Many organizations I’ve worked with have recently expressed interest in doing more with video content in their DAM (Digital Asset Manager). Workflows that initially focused on managing still images and documents are now involving more and more video. The entire landscape of digital media is changing and even traditional print designers are being asked to create interactive, rich media, and tablet-specific content. Digital publishing, mobile apps, and the web are now part of the broad advertising and marketing landscape which has both enabled the use of and increased the demand for video content. It’s become a no brainier that DAM should be used to hold those assets.
In this article, I’ll provide a primer on video asset management. I won’t address advanced aspects of a video production workflow in DAM, but will introduce you to key terms and guidance on managing video content in a DAM.
It’s helpful to be familiar with the following terms since they’ll probably appear as metadata in your DAM (Digital Asset Manager), and knowing what they mean will help you understand the video best practices in the next section.
Just like image formats, the size of a video on screen is determined by it’s resolution – it’s width and height measured in pixels. You may have heard the terms “720p” and “1080p” for HD televisions, which correspond to 1280x720 pixel and 1920x1080 pixel resolutions. (The “p” actually stands for progressive, not pixels, but you can read more about progressive vs. interlaced video here.)
Frames per second (FPS), or frame rate, is the number of images (frames) displayed each second as the video is playing. Television is typically 30 frames per second. This means 1 second of uncompressed HD video would require approximately 30 images, each one 1920 pixels tall and 1080 pixels wide, to be displayed in one second!
High resolution videos with high frame rates can mean really big files. Fortunately, a type of software called a codec is used to shrink file sizes of video files by filtering and compressing video and audio. “Codec” is a portmanteau of “compressor” and “decompressor”, because codecs can be used to compress a video file when saving it to make it smaller and decompress (or decode) a video file when playing it back. The codec used to save a video is also required to play back a video, which will cause problems if you don’t have the right codec installed. Your DAM should support or include codecs to play the video files you have, and support or include the codecs you need when converting files.
Similar to image formats, video formats have standard “container” formats that usually correspond to a file extension. Some common video container formats are AVI, MOV and FLV (just like JPG, GIF,and PNG are common image container formats). However, container formats do not always use the same codec – just because you can play one AVI file doesn’t mean you will be able to play every AVI file you come across (unless you have the correct codecs).
If you’re new to digital asset management, or are already familiar with DAM but want to do more with video, here are some best practices for getting started with video in DAM.
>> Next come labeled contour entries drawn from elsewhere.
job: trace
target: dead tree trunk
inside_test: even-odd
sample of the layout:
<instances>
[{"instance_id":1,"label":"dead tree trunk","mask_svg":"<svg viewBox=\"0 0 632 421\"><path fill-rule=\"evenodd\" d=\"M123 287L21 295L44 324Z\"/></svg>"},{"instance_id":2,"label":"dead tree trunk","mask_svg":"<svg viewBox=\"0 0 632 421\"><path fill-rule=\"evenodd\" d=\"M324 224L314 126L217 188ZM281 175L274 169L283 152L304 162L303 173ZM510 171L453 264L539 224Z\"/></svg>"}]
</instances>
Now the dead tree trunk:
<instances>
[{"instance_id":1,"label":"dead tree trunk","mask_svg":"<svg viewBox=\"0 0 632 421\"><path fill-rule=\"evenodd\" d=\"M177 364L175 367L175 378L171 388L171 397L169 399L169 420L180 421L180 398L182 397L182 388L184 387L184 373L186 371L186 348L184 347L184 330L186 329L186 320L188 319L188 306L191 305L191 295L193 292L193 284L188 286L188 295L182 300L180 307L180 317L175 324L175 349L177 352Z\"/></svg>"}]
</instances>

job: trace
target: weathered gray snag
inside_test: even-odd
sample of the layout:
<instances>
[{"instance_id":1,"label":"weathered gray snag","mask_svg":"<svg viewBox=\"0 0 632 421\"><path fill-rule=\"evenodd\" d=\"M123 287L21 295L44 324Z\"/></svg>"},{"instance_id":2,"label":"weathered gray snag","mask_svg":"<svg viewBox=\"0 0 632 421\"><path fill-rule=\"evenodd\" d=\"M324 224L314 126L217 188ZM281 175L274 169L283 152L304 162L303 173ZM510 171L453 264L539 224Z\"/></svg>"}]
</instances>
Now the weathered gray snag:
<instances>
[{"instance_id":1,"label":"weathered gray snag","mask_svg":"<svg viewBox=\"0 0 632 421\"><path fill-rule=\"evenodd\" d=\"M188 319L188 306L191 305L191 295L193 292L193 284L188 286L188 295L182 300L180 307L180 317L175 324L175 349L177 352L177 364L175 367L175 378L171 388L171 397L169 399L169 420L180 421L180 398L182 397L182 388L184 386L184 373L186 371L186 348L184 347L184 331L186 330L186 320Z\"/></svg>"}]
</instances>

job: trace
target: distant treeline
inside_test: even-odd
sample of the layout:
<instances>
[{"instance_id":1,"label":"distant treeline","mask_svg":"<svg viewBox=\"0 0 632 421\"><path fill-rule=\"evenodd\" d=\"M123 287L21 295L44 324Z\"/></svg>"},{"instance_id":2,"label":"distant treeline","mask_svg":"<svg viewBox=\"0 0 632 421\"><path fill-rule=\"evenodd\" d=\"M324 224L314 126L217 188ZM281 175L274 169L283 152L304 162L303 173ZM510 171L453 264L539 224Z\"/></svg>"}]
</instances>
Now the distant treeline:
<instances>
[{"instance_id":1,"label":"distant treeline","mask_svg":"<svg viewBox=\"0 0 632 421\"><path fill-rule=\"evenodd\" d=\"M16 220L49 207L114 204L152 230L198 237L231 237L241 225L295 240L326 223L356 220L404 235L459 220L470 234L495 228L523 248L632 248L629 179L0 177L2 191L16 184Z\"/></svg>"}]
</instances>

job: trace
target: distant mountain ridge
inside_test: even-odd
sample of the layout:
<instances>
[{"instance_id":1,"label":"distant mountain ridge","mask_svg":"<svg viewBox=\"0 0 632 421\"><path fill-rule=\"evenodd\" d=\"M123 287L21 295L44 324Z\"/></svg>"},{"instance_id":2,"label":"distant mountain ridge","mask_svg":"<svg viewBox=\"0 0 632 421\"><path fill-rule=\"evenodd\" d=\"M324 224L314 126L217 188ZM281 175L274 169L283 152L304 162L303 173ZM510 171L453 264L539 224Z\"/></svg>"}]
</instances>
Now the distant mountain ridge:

If the video files in your collection are from a variety of sources or have gradually been added over the years, it’s likely they use a variety of container formats and codecs. Ensuring that users are able to access the videos in a standard format can help avoid problems when the correct codec isn’t installed or when a media player or device doesn’t support a certain container format (for example, the iPad and iPhone cannot play the Adobe Flash video). Your DAM system can help by ensuring that video is available in a format that works for a variety of computers and devices.
One way to standardize on an accessible format is to generate proxy clips for every video added to the DAM. Proxy clips (also known as preview clips) allow quick previewing of video and are automatically generated when video files are cataloged. Proxy clips use a container format and codec that is compatible with media players and the web, meaning video can be played on a variety of devices besides traditional desktop computers. In addition, proxy clips are streamed when users need to play a video file which means they don’t need to wait for an entire video to download or convert before they start playing it.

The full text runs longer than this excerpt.